Preventative health strategies could be a unique role for housing providers wishing to integrate more with the health sector. HACT's Housing and Health Intern Tom Allen discusses how the housing sector needs to start addressing the health requirements of their customers.
The housing sector seems to be perpetually frustrated in its attempts to integrate more closely with health. Since I have been working as HACT’s Health and Housing Intern, I’ve lost count of the number of times I have heard that health is failing to recognise the potential gains from closer integration. Doubtless there is some truth in this view point, but it’s also quite easy to say – harder to change.
A lot of the work we have been focused on seeks to improve the use of evidence in the housing sector so that we can start to talk in a language which health will respect. But this is by no means the only change which is needed to deliver closer joint-working. It’s also really important to think honestly about what the offer is from housing. What differentiates housing associations from the multitude of providers competing for involvement in health services?

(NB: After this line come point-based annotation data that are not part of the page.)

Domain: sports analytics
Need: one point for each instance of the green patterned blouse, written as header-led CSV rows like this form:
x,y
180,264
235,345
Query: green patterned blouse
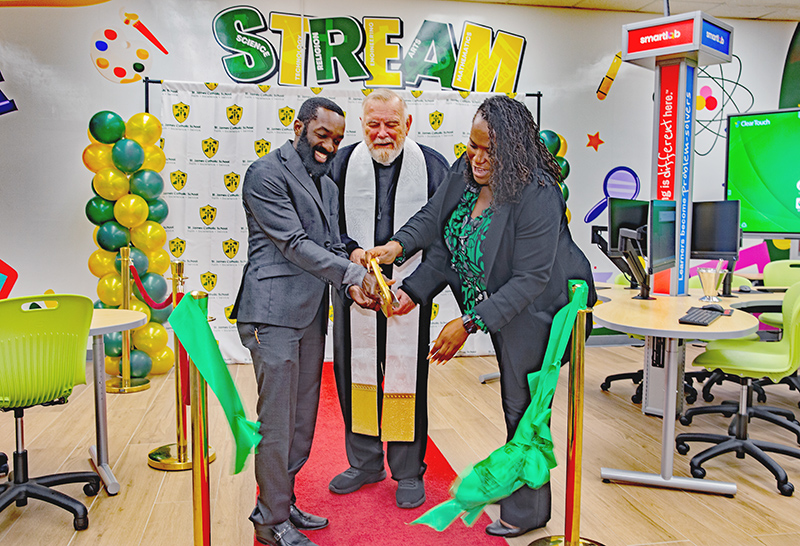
x,y
463,236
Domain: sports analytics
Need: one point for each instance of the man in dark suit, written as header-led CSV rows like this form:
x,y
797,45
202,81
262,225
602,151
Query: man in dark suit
x,y
294,253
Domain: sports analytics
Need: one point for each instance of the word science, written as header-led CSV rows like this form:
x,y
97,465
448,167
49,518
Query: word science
x,y
366,51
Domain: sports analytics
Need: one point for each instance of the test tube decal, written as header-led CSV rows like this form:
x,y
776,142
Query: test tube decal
x,y
608,79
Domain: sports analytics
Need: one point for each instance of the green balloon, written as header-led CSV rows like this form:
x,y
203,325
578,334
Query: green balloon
x,y
564,167
551,140
112,236
160,315
107,127
99,210
147,184
113,343
155,285
141,364
159,210
139,259
98,304
127,155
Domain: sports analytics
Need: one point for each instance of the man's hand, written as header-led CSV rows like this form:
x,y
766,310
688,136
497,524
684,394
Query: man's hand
x,y
362,299
385,254
450,340
406,304
357,257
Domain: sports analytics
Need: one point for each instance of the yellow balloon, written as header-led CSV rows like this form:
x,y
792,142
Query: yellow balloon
x,y
154,158
162,361
149,236
101,262
109,289
562,150
138,305
151,338
159,261
131,210
111,183
144,128
97,156
112,365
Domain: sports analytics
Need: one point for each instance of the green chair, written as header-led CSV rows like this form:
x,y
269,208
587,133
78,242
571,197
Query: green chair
x,y
42,356
750,360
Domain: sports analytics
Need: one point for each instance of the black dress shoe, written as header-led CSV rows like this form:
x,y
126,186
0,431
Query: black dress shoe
x,y
497,529
352,479
305,521
283,534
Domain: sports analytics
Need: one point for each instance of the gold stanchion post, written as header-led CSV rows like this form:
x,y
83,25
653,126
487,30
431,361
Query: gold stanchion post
x,y
176,456
572,525
201,506
126,383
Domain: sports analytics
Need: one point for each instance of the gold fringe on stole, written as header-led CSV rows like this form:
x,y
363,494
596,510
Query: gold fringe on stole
x,y
398,417
364,409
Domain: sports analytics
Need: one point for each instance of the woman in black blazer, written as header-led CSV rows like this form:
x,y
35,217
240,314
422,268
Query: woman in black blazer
x,y
496,232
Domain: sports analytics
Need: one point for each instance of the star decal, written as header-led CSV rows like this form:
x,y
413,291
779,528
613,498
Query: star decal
x,y
594,141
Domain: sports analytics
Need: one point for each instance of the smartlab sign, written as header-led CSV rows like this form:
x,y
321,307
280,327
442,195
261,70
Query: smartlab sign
x,y
333,48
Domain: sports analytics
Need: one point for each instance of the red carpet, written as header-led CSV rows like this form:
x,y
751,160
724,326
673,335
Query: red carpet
x,y
370,516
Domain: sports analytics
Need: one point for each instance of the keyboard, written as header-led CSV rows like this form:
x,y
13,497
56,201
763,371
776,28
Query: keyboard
x,y
699,317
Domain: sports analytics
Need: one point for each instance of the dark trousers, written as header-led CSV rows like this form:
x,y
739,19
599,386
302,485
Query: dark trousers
x,y
406,459
288,369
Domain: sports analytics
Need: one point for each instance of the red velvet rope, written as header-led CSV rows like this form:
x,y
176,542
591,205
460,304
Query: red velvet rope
x,y
145,296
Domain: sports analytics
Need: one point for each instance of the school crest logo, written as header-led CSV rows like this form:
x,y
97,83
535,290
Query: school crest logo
x,y
436,118
177,246
262,147
210,147
208,214
231,181
228,310
180,111
286,115
178,179
234,114
230,248
208,280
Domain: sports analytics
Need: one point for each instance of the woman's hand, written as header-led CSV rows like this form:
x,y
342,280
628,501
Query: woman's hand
x,y
385,254
450,340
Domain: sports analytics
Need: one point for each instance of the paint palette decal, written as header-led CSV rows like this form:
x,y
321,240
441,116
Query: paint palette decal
x,y
118,59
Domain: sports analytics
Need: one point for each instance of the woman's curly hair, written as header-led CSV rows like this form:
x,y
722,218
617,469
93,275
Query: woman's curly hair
x,y
517,153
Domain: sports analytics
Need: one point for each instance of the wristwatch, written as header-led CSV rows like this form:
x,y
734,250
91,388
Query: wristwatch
x,y
469,324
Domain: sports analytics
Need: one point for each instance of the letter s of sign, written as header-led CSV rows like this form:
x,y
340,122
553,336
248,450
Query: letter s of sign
x,y
253,59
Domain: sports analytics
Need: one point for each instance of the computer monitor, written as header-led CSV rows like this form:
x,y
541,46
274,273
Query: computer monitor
x,y
661,236
627,214
762,171
715,230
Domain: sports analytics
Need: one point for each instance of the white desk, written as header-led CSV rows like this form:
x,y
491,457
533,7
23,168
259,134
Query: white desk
x,y
106,321
659,319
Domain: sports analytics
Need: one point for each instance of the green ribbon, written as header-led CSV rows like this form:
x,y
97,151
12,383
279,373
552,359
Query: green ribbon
x,y
528,457
189,321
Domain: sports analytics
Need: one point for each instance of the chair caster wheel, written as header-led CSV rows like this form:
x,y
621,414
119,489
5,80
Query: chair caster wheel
x,y
91,489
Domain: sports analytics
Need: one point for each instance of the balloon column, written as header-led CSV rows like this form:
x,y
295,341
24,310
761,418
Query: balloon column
x,y
557,145
127,209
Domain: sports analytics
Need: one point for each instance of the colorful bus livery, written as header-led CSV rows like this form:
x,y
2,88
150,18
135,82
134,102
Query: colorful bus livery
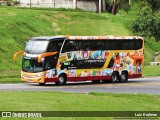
x,y
81,58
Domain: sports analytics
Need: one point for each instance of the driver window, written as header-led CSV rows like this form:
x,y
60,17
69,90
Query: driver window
x,y
55,46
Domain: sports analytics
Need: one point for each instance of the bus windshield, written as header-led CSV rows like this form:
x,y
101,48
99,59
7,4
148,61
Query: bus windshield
x,y
36,47
31,65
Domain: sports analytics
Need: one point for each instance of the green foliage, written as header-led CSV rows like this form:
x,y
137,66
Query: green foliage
x,y
147,26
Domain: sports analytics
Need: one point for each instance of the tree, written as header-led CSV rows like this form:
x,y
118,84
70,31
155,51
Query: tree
x,y
155,5
115,5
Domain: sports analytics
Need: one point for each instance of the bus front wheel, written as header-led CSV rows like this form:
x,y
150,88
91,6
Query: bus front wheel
x,y
61,80
123,77
114,77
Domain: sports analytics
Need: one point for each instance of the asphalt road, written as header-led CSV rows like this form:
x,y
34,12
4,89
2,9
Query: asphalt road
x,y
141,85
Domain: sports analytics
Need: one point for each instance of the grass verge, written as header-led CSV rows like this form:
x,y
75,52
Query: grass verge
x,y
14,76
59,101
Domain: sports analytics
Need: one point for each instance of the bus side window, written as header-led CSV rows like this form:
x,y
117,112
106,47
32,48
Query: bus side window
x,y
111,62
98,45
87,45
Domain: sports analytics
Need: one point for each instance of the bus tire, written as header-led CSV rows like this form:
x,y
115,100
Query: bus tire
x,y
123,77
114,77
61,80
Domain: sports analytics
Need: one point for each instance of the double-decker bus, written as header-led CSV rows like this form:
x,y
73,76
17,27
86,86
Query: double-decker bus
x,y
61,59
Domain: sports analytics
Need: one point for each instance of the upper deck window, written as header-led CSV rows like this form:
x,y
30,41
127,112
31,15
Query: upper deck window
x,y
36,47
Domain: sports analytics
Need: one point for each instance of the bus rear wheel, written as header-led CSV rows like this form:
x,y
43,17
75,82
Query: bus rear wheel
x,y
61,80
123,77
114,77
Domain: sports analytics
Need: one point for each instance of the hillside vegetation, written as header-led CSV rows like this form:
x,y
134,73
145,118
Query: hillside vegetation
x,y
20,24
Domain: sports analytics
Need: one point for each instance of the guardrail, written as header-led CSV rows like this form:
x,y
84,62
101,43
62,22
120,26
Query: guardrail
x,y
154,63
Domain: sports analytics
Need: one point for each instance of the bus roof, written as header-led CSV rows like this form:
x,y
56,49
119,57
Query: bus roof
x,y
48,38
102,37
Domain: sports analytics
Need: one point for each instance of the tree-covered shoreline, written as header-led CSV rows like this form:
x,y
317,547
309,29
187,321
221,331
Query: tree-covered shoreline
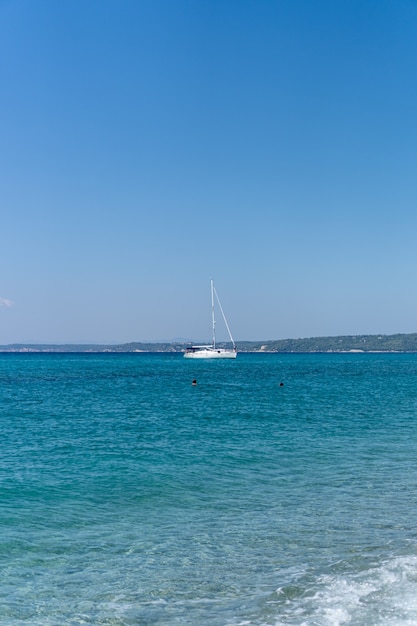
x,y
343,343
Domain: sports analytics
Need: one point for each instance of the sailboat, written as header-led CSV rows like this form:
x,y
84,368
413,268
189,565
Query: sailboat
x,y
212,351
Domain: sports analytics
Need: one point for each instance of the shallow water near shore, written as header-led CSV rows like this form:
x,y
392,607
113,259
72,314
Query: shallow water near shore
x,y
130,496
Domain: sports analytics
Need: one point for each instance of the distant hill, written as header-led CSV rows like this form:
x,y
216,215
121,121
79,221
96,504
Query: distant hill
x,y
345,343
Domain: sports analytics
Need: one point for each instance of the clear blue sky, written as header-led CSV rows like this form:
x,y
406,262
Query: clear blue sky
x,y
149,145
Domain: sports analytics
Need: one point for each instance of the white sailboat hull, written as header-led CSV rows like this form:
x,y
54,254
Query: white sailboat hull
x,y
210,353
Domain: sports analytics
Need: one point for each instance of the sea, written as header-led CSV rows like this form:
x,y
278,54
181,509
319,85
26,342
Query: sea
x,y
281,489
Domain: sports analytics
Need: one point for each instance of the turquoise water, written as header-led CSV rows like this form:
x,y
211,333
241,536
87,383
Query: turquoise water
x,y
128,496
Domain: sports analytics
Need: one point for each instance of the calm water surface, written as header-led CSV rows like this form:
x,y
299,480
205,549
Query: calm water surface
x,y
128,496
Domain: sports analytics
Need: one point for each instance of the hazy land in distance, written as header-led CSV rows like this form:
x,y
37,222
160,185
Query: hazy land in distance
x,y
345,343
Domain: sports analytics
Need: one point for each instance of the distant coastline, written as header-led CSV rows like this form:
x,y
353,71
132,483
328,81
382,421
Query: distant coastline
x,y
343,343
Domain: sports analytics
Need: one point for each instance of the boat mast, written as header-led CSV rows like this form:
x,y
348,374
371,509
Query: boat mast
x,y
224,317
212,314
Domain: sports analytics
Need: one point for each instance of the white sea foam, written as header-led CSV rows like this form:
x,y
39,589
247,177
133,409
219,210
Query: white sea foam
x,y
380,595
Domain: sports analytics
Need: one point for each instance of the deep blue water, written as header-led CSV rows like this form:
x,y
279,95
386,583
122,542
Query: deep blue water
x,y
128,496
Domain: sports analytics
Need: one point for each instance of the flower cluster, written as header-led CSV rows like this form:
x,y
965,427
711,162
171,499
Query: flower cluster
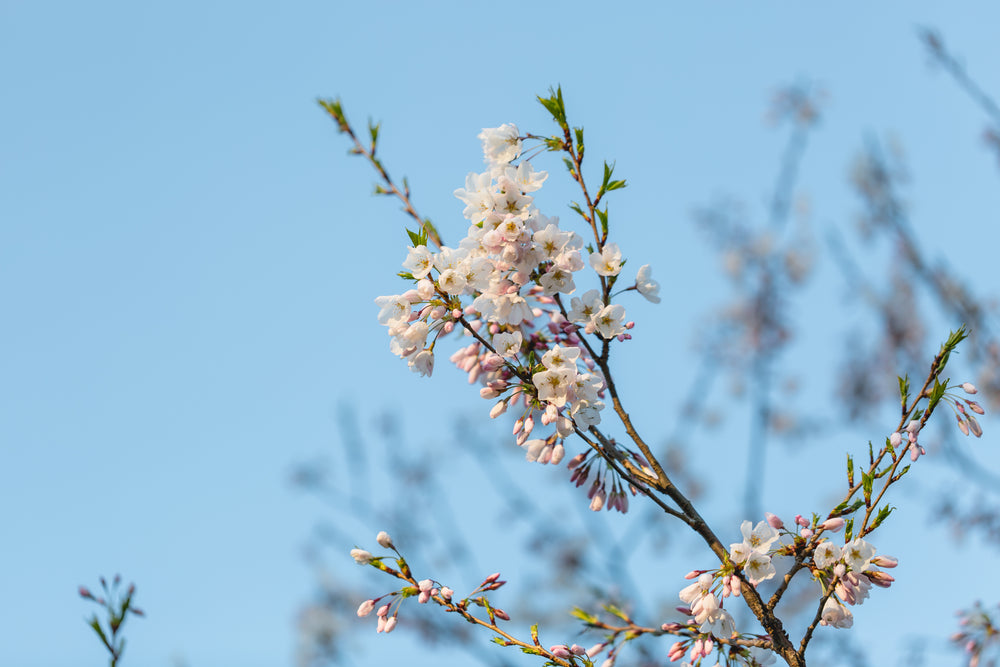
x,y
711,623
504,286
967,423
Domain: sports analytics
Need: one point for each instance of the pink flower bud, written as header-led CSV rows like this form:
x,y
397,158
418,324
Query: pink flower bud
x,y
529,424
559,651
879,578
833,525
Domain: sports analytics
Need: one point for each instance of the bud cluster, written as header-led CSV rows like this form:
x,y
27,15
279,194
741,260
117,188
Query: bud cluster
x,y
504,286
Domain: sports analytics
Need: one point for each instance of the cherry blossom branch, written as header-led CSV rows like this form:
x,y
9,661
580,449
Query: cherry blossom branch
x,y
427,591
336,111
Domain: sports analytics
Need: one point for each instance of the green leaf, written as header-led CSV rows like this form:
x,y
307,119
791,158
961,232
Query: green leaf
x,y
603,217
937,393
904,389
615,611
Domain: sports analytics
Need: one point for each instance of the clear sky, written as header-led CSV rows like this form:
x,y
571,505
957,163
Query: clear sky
x,y
188,260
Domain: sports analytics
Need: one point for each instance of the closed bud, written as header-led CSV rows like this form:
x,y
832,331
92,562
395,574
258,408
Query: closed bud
x,y
559,651
962,425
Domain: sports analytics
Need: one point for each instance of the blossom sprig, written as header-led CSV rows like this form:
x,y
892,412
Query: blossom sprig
x,y
117,607
431,591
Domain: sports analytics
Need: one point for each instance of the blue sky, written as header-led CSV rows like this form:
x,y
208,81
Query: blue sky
x,y
189,259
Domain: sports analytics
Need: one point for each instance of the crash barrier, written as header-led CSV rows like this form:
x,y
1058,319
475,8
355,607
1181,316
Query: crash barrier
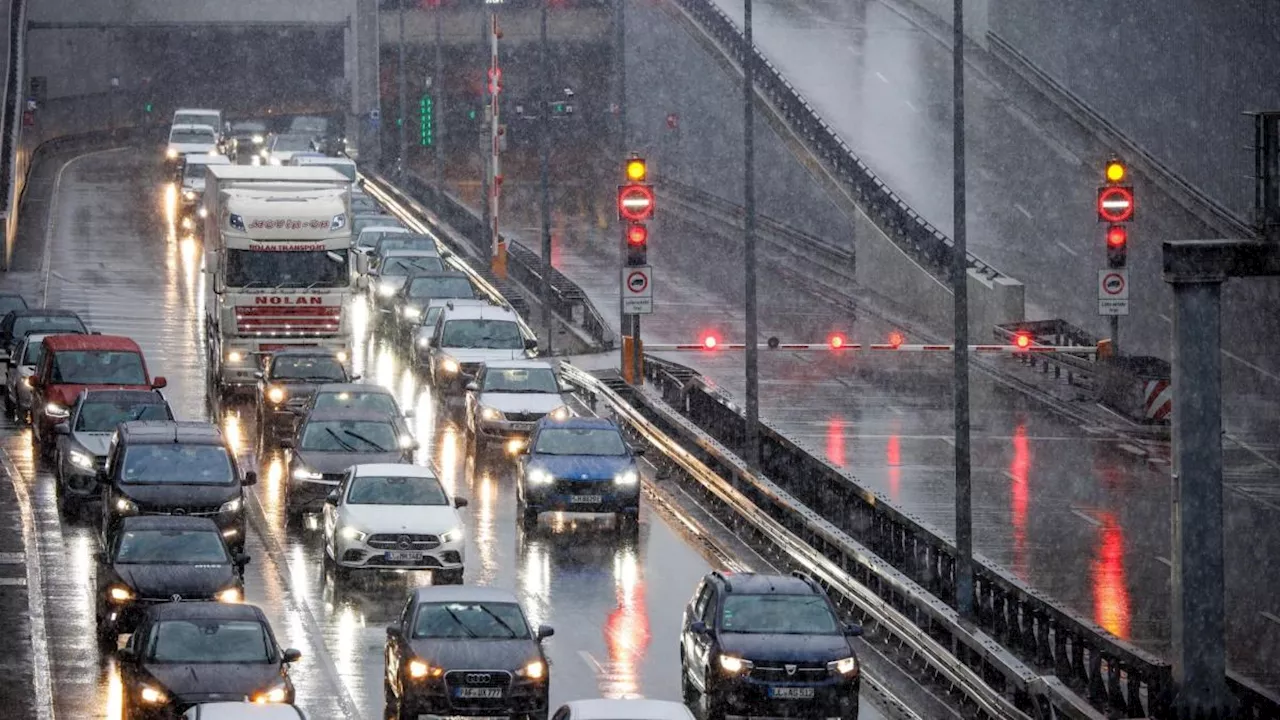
x,y
524,265
1114,675
977,674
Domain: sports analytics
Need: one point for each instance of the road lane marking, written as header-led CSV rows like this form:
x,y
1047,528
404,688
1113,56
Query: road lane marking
x,y
40,675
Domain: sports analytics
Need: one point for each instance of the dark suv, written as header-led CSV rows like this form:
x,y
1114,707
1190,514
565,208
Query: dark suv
x,y
768,645
174,468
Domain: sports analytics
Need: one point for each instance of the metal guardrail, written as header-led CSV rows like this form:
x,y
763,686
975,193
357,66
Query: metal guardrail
x,y
1115,675
993,683
923,242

Typically, the housing sector thinks about health through the lens of care and support activities and community investment initiatives such as well-being programmes. Whilst there is clearly potential for greater collaboration in these areas, there is also a risk that housing is failing to utilise its greatest asset – its unique position providing general needs housing for a section of society which includes many of the health sectors key targets.
In conjunction with the Dementia Services Development Centre HACT have produced guidance on developing a strong strategy to address dementia. Strategies like this will always involve specialist services, but it is also important not to overlook the potential gains of a preventative strategy across all areas of a housing associations work. This sort of activity is out of the comfort zone of Care and Support services, but has the potential to show health services the unique role housing can play. However, this should not be the main motivation for incorporating health related activities into standard practice. True integration will not be achieved if housing continues to see health as a source of financial support for all its good work. Instead housing associations need to recognise that, with increasingly vulnerable tenants, they will benefit directly from addressing the health needs of their customers. And as an added bonus it’s the right thing to do!
The challenges posed by dementia, provide a good example of the benefits of incorporating health related activities into standard practice. Some housing associations have provided training to all staff in recognising dementia risk factors. In this way, there is a means for normal business processes to impact on resident’s health. If the maintenance team, who interact regularly with residents, are aware of risk factors there is potential to intervene before a crisis occurs.
NHS England’s Five Year Forward Review makes clear that a move to more preventative services will be crucial to the future of the NHS in particular to avoid the widening of health inequalities. This is crucial because prevention is about providing solutions before a crisis emerges and more drastic forms of support are required. Housing associations are best placed to address these issues when they incorporate health and wellbeing strategies into their general business model rather than seeing them as an add on to their main work as landlords.